Los Keswick me habían invitado a cenar, y como toda buena anfitriona, Kathy Keswick consideraba poco menos que su deber emparejar a cualquier soltero superviviente de más de treinta años con una de sus amigas más presentables.

Con esto en mente, me decepcionó descubrir que me había sentado al lado de la señora Ruby Collier, la esposa de un parlamentario conservador, que estaba sentado a la izquierda de mi anfitriona, al otro extremo de la mesa. Solo momentos después de haber sido presentados, la mujer dijo:

– Supongo que habrá leído sobre mi marido en la prensa.

A continuación, procedió a contarme que ninguna de sus amigas comprendía por qué su marido aún no estaba en el gobierno. Me sentí incapaz de ofrecer una opinión sobre el tema, porque hasta aquel momento no había oído hablar de él.
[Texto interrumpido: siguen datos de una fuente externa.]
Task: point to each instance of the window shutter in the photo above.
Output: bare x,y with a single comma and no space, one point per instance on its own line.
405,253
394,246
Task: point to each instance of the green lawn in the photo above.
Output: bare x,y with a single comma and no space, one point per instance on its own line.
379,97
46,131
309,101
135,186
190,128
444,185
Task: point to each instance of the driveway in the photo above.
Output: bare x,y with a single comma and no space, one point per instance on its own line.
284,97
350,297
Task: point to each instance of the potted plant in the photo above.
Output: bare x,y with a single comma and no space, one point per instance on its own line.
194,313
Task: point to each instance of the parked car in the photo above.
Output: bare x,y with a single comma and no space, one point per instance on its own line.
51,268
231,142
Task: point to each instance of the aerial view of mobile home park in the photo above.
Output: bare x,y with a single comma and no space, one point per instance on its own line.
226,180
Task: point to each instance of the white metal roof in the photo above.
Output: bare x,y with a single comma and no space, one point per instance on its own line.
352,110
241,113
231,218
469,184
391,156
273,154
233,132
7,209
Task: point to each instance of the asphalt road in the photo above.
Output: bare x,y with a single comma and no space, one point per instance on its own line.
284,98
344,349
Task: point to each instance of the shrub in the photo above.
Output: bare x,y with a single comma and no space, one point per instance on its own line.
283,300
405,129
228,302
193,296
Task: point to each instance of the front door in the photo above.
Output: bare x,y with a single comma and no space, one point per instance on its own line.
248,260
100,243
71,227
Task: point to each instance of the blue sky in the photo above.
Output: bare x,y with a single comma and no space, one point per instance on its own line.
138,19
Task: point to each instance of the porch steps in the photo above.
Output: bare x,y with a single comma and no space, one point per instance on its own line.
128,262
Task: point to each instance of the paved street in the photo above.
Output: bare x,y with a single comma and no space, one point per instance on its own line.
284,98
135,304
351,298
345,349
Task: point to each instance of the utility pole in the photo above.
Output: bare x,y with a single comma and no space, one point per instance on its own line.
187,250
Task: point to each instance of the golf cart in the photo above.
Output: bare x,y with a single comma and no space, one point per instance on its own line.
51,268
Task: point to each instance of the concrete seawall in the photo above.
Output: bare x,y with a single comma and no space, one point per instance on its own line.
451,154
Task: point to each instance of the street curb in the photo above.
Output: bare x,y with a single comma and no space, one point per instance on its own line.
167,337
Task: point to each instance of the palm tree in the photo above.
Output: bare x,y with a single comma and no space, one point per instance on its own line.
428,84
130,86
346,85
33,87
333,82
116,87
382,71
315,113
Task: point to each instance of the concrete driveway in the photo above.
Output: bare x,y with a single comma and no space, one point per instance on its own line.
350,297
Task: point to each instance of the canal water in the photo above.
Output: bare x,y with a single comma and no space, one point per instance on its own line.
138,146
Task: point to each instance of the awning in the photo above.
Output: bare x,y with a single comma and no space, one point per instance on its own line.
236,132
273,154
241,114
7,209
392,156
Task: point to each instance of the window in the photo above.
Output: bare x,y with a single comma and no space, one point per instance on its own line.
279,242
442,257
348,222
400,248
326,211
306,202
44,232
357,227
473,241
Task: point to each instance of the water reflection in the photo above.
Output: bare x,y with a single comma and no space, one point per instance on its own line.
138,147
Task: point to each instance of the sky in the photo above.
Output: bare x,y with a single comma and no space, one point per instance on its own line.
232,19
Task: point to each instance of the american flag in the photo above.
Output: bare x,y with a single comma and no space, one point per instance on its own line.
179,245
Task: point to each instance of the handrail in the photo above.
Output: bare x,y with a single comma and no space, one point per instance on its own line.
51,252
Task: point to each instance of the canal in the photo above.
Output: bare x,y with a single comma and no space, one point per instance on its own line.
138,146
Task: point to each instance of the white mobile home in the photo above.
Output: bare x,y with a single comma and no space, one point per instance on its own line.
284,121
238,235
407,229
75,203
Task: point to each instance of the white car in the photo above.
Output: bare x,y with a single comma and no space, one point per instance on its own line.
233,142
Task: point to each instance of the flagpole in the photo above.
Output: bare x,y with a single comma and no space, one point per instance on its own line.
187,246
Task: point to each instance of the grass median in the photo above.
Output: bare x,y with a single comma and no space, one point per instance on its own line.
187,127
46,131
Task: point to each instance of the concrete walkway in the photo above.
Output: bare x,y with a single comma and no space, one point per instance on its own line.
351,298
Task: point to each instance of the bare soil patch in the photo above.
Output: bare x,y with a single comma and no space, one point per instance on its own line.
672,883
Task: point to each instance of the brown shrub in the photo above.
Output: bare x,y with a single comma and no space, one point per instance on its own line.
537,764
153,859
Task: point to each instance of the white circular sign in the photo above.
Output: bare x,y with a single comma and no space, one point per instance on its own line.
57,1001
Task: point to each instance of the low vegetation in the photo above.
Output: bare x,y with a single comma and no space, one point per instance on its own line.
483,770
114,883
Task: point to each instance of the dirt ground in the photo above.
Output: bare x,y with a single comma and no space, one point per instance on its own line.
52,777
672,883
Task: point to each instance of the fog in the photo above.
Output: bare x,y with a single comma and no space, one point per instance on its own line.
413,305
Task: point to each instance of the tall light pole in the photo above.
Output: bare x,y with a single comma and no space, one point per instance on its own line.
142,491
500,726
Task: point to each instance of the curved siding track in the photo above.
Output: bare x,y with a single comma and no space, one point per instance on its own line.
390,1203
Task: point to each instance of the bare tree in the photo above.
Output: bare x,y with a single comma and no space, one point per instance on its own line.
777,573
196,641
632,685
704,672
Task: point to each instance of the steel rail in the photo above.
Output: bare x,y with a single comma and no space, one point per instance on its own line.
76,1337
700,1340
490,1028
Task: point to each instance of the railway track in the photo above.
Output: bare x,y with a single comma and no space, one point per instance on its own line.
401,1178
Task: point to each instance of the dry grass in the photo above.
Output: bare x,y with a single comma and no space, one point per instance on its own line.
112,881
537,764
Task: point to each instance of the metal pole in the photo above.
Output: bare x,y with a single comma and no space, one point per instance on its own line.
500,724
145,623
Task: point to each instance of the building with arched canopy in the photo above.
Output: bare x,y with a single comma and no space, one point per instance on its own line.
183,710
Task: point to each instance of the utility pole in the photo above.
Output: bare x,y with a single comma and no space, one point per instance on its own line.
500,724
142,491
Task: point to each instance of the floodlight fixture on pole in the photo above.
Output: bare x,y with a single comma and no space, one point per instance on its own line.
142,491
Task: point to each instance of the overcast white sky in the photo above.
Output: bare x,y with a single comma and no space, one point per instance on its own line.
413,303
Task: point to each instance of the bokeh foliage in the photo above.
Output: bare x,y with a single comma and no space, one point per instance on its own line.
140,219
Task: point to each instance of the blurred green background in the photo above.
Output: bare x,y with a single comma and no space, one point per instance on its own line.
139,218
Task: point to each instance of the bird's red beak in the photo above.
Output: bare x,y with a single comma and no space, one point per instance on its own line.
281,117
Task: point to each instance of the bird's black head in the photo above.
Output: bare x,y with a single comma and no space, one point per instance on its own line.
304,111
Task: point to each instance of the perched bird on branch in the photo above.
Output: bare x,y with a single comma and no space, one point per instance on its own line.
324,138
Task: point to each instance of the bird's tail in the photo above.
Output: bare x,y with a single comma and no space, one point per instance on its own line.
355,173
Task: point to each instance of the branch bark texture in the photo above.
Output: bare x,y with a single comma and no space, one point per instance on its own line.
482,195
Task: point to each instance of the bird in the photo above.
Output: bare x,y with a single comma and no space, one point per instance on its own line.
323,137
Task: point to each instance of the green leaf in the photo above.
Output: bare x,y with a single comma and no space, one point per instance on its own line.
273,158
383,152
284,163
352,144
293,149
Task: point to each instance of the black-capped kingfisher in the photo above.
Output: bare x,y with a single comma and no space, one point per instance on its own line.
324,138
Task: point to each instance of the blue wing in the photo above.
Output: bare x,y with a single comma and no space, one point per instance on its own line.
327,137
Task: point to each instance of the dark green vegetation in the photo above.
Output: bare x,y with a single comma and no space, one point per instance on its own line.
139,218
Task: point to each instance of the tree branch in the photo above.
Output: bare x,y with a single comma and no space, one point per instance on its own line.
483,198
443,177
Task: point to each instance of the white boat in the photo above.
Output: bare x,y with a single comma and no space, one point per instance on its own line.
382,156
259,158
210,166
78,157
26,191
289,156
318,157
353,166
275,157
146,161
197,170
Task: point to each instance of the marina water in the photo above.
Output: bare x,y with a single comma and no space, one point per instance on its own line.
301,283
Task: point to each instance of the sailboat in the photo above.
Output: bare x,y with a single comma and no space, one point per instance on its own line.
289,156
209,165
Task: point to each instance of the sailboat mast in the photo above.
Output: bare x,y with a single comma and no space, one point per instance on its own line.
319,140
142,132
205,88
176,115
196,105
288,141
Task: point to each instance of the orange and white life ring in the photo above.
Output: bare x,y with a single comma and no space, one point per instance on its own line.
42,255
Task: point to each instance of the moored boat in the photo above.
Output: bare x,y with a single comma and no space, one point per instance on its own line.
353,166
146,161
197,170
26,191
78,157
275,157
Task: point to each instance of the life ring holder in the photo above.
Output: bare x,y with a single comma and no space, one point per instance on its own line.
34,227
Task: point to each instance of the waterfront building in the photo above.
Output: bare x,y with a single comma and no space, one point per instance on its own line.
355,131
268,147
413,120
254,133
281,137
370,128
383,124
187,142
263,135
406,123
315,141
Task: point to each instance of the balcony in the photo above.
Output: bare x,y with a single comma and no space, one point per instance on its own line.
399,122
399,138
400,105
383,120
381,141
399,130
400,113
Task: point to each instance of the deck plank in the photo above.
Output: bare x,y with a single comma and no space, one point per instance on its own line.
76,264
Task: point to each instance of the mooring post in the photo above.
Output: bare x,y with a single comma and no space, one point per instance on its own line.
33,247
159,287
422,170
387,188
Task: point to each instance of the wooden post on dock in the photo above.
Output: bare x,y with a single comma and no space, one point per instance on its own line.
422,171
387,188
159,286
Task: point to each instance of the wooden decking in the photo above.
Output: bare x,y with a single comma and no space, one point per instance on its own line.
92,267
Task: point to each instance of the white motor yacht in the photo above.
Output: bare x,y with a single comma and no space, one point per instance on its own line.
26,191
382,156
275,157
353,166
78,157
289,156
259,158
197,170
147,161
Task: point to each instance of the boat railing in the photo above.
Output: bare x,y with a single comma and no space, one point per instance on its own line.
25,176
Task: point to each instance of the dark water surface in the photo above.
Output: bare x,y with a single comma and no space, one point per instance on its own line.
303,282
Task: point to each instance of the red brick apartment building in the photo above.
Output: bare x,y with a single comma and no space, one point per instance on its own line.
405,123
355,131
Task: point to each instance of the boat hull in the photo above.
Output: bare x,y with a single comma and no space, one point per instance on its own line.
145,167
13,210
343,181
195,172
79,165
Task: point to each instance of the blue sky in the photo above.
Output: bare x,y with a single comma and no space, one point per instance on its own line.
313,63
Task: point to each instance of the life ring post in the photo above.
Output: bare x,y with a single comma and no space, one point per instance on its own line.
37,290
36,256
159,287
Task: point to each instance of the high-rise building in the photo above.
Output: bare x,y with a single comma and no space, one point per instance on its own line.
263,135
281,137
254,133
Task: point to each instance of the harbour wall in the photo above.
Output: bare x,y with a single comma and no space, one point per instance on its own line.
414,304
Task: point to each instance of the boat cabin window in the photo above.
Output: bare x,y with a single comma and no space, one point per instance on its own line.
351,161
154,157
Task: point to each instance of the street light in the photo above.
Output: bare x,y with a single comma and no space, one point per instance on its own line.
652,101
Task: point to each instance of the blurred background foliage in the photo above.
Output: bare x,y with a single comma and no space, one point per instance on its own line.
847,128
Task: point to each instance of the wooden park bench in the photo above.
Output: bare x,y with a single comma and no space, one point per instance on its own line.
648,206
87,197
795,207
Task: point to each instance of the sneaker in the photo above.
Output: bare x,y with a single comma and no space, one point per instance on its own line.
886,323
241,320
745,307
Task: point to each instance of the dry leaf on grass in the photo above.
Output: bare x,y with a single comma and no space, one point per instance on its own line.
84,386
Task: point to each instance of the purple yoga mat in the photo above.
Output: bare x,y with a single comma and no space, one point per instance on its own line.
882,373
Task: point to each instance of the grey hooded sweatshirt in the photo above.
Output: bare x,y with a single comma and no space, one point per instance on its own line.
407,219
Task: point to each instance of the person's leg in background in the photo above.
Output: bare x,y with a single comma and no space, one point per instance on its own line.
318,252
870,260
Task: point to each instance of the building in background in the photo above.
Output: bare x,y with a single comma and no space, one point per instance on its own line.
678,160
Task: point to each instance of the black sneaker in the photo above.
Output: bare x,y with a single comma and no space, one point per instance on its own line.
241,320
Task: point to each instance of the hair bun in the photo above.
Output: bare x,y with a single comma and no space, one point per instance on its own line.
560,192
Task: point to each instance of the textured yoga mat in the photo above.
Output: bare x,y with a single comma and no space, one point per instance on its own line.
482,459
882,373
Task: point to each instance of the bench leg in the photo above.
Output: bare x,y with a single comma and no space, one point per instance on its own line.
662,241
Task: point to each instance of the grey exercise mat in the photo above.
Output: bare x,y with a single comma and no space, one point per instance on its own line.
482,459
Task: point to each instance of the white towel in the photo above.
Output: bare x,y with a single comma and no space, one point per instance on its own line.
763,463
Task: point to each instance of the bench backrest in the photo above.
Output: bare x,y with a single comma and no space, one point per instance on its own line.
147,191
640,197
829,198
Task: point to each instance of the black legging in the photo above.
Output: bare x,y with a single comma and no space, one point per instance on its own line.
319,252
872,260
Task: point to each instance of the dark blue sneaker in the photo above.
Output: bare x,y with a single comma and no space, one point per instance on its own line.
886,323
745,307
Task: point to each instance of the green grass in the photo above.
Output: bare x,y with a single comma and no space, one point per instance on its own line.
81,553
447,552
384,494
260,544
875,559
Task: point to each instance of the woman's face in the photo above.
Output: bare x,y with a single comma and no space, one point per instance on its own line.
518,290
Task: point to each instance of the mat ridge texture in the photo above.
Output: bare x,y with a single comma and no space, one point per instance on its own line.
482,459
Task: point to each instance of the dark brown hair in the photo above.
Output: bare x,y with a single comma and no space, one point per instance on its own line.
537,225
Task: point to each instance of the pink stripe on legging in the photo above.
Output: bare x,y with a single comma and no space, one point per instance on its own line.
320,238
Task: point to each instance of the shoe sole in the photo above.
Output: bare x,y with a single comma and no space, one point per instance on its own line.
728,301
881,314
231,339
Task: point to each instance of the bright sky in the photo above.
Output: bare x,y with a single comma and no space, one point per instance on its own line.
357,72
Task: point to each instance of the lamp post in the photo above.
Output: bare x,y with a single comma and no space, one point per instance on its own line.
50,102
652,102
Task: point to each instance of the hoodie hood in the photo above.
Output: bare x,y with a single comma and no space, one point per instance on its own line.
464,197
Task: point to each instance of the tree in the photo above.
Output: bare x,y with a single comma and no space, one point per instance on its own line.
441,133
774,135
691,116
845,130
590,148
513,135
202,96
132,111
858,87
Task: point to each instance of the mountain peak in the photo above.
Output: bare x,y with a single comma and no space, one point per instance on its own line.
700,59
El nombre de la tarjeta del otro lado era SUSIE, y la dama en cuestión tenía un aspecto que te hacía desear estar sentado frente a ella en una mesa para dos. Incluso después de una mirada de reojo al largo pelo rubio, los ojos azules, la sonrisa cautivadora y la figura esbelta, no me habría sorprendido averiguar que era modelo. Una fantasía que ella disipó al cabo de pocos minutos.

Me presenté y expliqué que había ido a Cambridge con nuestro anfitrión.

– ¿De qué conoce a los Keswick? -pregunté.

– Estaba en el mismo despacho que Kathy cuando ambas trabajábamos para Vogue en Nueva York.

Recuerdo que me sentí decepcionado al saber que vivía al otro lado del Atlántico. Desde cuándo, me pregunté.

– ¿Dónde trabaja ahora?

– Sigo en Nueva York -contestó-. Me acaban de nombrar subeditora de Art Quarterly.